Along with the works of the master of Italian opera, Verdi, the works of Puccini are an essential part of the repertory. In Japan, Tosca, Madama Butterfly and La Boheme are the Puccini operas most often performed. But it was Manon Lescaut, his third opera, that marked his breakthrough as an opera composer. Manon Lescaut contains luscious intermezzos and lovely, enchanting music throughout all acts. In it, one can sense the artistry that continued to manifest in the trilogy that came next (Il tabarro (The Cloak), Suor Angelica (Sister Angelica), and Gianni Schicchi). In opera, love comes in many forms; Manon's unrestrained notions regarding love differ from those of the characters of Arabella or Isolde, or of La Traviata's Violetta. We invite you to revel in the different faces of love that each opera reveals.

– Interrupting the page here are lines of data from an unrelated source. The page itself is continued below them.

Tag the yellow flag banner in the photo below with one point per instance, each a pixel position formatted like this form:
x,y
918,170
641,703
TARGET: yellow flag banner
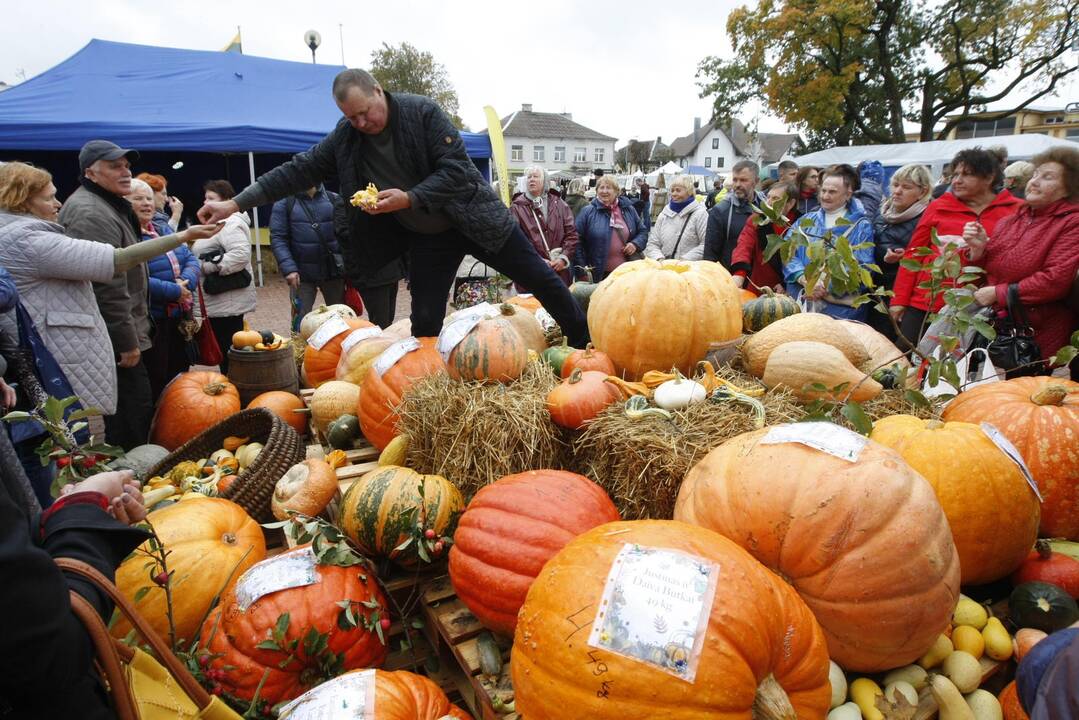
x,y
497,152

18th century. In a square opposite an inn in Amiens, near Paris, the student Edmondo and his young friends are drinking and singing lusty songs of youth. The Chevalier des Grieux pays them no heed, but is smitten at the sight of the beautiful Manon as she alights from her carriage. At his urging, she agrees to meet him again that night. But Manon, voluptuous and wanton in matters of love, wants to change her ways and so is on her way to join a convent, accompanied there by her brother Lescaut. Riding with them is the lascivious old treasurer-general Geronte, who wants Manon for himself and plans to abduct her. Des Grieux learns of the plot and tells Manon. He persuades her to elope, and with the help of Edmondo and his friends, the two head for Paris.
In Paris, Manon becomes fed up with her life of poverty with Des Grieux. She becomes Geronte's mistress, but faced with the emptiness of a life of luxury without love, she starts to miss Des Grieux. Des Grieux pays Manon a secret visit, and just as they are renewing their vows of love, Geronte appears. He is mad with jealousy and loss of face. He reports her to the police for adultery and theft, and has her arrested.
Manon is sentenced to deportation, and is held in a makeshift jail at the port in Le Havre. Des Grieux and Lescaut try in vain to free Manon, but in the end she is put aboard a ship bound for a distant land. Des Grieux cannot bear the thought of losing Manon forever, and he pleads with the ship's commanding officer to let him accompany her in exile.
Once in the French colony of New Orleans, Manon and Des Grieux again run into trouble, and escape from their pursuers into the wilderness. Weakened by hunger and thirst, Manon finally collapses. She realizes the end is near. Des Grieux can do nothing, as she pledges her eternal love and dies in his arms.